The data model doesn’t require you commit to a particular database such as relational or key-value store.
Deep dive
There is typically some important design decision that is not covered in the other sections. If you are designing a rate limiter, what rate limiting algorithm will you use (e.g. leaky bucket, token-based, sliding window, fixed window)? If you are implementing search, what indexing structure will you use (inverted index, prefix tree, quad tree, etc)?
Most system design questions tend to have one very important design decision and that tends to be the focus on this section. The interviewer will often probe for more and more detail about how the implementation works to test the limit of your knowledge. Details about the implementation often have important performance implications. For example, can you cache your indexing structure in RAM or do you need to use disk/object storage? In a global service with multiple data centers, do you have a single global rate limiter or one at each data center? And where in your architecture do you even put your rate limiter?
This section may also include your choice of database: relational, key-value, wide-column, etc. Different database types have different performance properties, and you are expected to pick one which best meets your expected data access patterns. For example, if you have a high rate of writes to reads, you might choose wide-column store.
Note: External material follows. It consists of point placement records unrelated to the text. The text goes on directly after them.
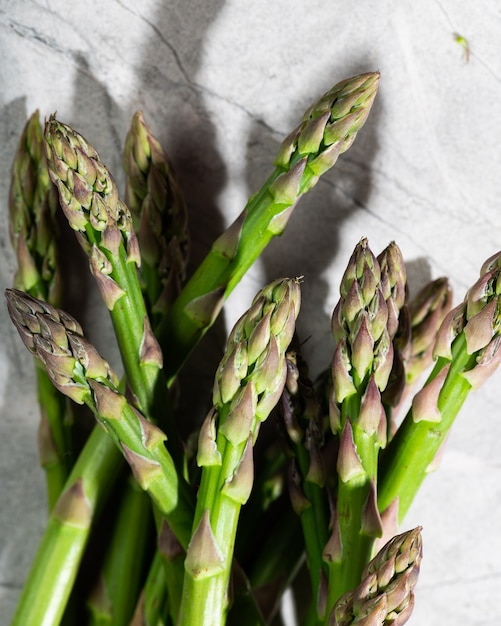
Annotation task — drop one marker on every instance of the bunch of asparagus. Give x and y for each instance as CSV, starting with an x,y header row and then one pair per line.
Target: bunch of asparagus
x,y
216,532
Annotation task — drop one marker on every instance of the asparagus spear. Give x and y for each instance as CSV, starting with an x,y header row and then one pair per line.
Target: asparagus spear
x,y
301,418
360,370
385,595
159,216
33,234
328,129
427,312
90,201
79,372
467,352
248,384
113,597
47,588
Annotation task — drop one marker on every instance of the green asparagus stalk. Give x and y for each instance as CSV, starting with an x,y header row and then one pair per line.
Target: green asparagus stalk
x,y
33,234
427,312
467,352
385,595
248,384
301,417
113,598
152,604
78,371
89,199
361,367
395,293
328,129
159,216
54,569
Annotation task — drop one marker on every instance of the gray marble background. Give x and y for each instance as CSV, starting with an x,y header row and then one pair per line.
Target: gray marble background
x,y
221,83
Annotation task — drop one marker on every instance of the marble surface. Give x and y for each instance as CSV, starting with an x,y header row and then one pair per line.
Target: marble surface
x,y
221,83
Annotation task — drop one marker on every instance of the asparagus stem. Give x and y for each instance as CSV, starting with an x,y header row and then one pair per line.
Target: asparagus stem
x,y
78,371
248,384
33,234
54,568
328,129
301,418
159,216
360,371
153,601
113,597
90,201
467,351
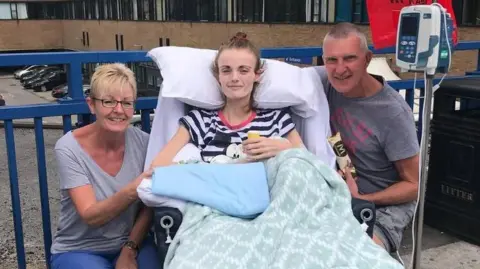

If you need ACID properties, you might choose relational.
System architecture
System architecture is the section that people typically associate with system design. This is usually the final section. You will be asked to draw a diagram of system components: typically microservices and undifferentiated cloud services. The system components are expected to have arrows designating either the flow of information or interactions between separate components.
Your microservices are typically expected to represent specific tasks that your system performs. It is broadly similar to class design except services are a higher level of abstraction. Ideally each microservice will do one specific task very well and is allowed to communicate with other microservices or components.
The undifferentiated cloud services are things like load balancers, CDNs, caches, object storage, API Gateways, message queues, etc. They are fundamental building blocks of any distributed service and things that are so commonly used in internet architectures that you can just leverage existing solutions instead of trying to design your own. The only exception to using undifferentiated services is when you are building the thing. If you are building a message queue you of course can’t use AWS Simple Queue Service.
Again, you system architecture must meet your functional requirements. That part is easy. But it must also meet your non-functional requirements. If you have high scale, you may need your services to scale horizontally as individual hardware components aren’t performant enough on their own. If you need low latency, you may need to pre-compute data, make use of caching, or use an indexing structure for fast data access. If you expect spikey traffic patterns and need high availability, you should make use of message queues for services with relaxed latency requirements.
What makes system design challenging is that there is a large design space and the accepted one makes what is considered the best tradeoffs. Everything in system design is considered about tradeoffs of some important properties (e.g. consistency, latency, availability, etc.) as there is rarely a single design that maximizes every desirable property simultaneously.
Your interviewer will typically ask you to explain the request flow for a given scenario. This is to verify that your system meets its functional requirements and you understand how the components interact. Sometimes it is to draw your attention to a flaw in your design that you are expected to recognize with enough probing. They will often ask about optimizations, or probe you to consider alternative designs by asking about edge cases or additional requirements.